A desumanidade da Vale, empresa multimilionária, não deixa os seus dirigentes agir em prol do bem da coletividade. Todos os seus membros, da média à mais alta direção, enxergam apenas lucros e dividendos, e desmerecem a vida dos seres humanos comuns. Triste isso, mas é assim que se avalia a percepção deles, do governo estadual e dos políticos que defendem a mineração a qualquer preço no estado de Minas Gerais, mesmo que seja à custa de centenas de vidas humanas e destroçamentos de famílias inteiras nas terras dos Inconfidentes. Muito triste isso, mas é a realidade que se apresenta no cenário atual do dinheiro, do capital, do investimento e do desenvolvimento empresarial. Primeiro, os impostos, os lucros e a riqueza de uns poucos. Depois, se sobrar tempo, a preocupação mínima com os cidadãos.
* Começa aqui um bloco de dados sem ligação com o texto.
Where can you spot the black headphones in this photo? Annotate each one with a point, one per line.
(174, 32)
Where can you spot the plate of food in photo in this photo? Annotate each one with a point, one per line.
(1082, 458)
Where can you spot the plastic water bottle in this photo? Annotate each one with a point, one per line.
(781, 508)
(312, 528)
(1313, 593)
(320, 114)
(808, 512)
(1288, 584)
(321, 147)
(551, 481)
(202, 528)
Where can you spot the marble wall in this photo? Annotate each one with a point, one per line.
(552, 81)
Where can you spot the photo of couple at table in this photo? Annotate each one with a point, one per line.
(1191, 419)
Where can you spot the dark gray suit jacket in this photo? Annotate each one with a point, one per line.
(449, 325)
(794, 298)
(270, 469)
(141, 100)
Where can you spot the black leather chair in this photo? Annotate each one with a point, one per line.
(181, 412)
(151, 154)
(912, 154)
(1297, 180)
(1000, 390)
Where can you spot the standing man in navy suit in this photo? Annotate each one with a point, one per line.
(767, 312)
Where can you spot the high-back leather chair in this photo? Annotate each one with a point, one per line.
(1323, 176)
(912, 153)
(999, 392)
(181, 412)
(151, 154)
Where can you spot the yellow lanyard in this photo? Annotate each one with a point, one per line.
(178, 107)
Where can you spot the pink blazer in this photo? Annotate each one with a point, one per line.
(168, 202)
E assim caminham a desumanidade da Vale e a omissão do governo.

Wilson Campos (Advogado/Especialista em Direito Tributário, Trabalhista, Cível e Ambiental). 

   

Comentários

  1. Essa de que a Vale é uma jóia foi de dar medo. Pior ainda foi o governador Zema dizer que foi um acidente. Será que esse pessoal não tem temor a DEUS? Será que essa gente da empresa e do governo não enxergam a realidade do que aconteceu, do crime cometido e da irresponsabilidade de todos os envolvidos??? Todos desumanos, como bem disse o dr. Wilson Campos. Todos insensíveis e sem amor nenhum ao próximo. Cadê o respeito? Cadê a Justiça brasileira? Cadê a dignidade humana? Parabéns apenas para o autor do artigo, porque a Vale e o governo merecem pêsames e votos de vergonha, vergonha e vergonha!!! Dra. Juliana MS. pós doutorado em medicina social.